FRAGMENT-BASED REAL-TIME OBJECT TRACKING: A SPARSE ...

FRAGMENT-BASED REAL-TIME OBJECT TRACKING: 

A SPARSE REPRESENTATION APPROACH 

Naresh Kumar M. S. Priti Parate R. Venkatesh Babu 

Supercomputer Education and Research Centre 

Indian Institute of Science, Bangalore, India - 560012 

ABSTRACT 

Real-time object tracking is a critical task in many computer vision 

applications. Achieving rapid and robust tracking while handling 

changes in object pose and size, varying illumination and partial 

occlusion, is a challenging task given the limited amount of computational 

resources. In this paper we propose a real-time object 

tracker in l 1 framework addressing these issues. In the proposed approach, 

dictionaries containing templates of overlapping object fragments 

are created. The candidate fragments are sparsely represented 

in the dictionary fragment space by solving the l 1 regularized least 

squares problem. The non zero coefficients indicate the relative motion 

between the target and candidate fragments along with a fidelity 

measure. The final object motion is obtained by fusing the reliable 

motion information. The dictionary is updated based on the object 

likelihood map. The proposed tracking algorithm is tested on various 

challenging videos and found to outperform earlier approach. 

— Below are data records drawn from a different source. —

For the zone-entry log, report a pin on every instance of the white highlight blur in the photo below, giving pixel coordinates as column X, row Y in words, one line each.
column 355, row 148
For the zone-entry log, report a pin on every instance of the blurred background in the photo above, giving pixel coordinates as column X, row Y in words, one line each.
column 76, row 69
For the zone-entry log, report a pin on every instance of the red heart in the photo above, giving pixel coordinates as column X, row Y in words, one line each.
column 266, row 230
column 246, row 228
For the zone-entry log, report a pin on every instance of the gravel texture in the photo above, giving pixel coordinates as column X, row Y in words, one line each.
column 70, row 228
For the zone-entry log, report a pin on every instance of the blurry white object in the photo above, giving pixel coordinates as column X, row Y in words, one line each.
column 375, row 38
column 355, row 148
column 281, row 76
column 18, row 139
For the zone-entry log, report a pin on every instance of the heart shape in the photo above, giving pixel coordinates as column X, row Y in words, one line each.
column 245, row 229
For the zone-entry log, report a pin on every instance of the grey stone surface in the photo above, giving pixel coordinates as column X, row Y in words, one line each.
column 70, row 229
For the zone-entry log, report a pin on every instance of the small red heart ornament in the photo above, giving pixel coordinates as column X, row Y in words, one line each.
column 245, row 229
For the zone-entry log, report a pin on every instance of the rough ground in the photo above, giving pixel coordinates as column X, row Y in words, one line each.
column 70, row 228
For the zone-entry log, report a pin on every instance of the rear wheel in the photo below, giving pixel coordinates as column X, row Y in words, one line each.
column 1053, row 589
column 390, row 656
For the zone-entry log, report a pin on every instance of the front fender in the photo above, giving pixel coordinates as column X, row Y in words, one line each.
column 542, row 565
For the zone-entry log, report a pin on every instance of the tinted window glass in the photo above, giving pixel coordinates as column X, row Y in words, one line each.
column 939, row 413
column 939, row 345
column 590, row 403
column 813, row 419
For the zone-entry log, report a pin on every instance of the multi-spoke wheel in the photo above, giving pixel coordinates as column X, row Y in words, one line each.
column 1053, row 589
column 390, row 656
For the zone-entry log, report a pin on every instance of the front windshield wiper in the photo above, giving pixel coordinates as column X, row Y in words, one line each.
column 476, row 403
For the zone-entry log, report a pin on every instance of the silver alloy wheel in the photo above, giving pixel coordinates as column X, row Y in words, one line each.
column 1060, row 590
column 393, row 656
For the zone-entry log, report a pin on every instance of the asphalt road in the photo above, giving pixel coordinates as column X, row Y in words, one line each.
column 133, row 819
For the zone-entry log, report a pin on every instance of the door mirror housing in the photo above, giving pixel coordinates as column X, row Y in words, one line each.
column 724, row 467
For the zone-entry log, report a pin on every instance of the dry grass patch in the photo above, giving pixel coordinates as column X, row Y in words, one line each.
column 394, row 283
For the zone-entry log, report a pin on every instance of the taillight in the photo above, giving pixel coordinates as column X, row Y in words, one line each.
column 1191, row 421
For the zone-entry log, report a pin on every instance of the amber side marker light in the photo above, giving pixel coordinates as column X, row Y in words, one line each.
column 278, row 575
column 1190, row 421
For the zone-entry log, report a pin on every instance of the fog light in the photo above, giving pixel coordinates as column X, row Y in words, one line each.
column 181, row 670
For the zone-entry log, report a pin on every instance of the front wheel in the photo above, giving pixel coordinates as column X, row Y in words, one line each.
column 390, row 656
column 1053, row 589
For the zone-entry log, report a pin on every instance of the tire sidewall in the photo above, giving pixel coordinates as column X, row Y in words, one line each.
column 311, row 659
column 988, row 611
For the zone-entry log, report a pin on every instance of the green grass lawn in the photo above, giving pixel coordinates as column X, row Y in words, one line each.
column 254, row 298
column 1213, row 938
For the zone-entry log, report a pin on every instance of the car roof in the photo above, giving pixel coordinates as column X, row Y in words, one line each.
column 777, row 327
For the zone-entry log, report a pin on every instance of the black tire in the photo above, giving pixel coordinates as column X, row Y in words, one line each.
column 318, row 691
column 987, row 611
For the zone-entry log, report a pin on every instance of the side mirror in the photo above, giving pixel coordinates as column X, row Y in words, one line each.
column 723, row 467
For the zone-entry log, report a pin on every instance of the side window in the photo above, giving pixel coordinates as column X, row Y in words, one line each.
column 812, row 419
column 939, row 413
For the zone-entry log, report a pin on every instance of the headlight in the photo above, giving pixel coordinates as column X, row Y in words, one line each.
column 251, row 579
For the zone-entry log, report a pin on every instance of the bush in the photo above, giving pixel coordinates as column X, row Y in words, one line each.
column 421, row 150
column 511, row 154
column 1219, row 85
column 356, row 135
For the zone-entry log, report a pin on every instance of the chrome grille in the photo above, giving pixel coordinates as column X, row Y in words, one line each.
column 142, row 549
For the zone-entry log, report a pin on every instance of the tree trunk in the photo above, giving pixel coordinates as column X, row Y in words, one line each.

Index Terms— Object tracking, Fragment tracking, Motion estimation, 

l 1 minimization, Sparse representation 

1. INTRODUCTION 

Visual tracking is an important task in computer vision with a variety 

of applications such as surveillance, robotics, human computer 

interactions, medical imaging etc. One of the main challenges that 

limits the performance of the tracker is appearance change caused 

by pose variation, illumination or view point. Significant amount of 

work has been done to address these problems and develop a robust 

tracker. However robust object tracking still remains a big challenge 

in computer vision research. 

There have been many proposals towards building a robust 

tracker, a thorough survey can be found in [1]. In early works, 

minimizing SSD (sum of squared differences) between regions was 

a popular choice for the tracking problem [2] and a gradient descent 

algorithm was most commonly used to find the minimum SSD. Often 

in such methods, only a local minimum could be reached. Mean 

shift tracker [3] uses mean-shift iterations and a similarity measure 

based on Bhattacharyya coefficient between the target model 

and candidate regions to track the object. Incremental tracker [4] 

and Covariance tracker [5] are other examples of tracking methods 

which use appearance model to represent the target observations. 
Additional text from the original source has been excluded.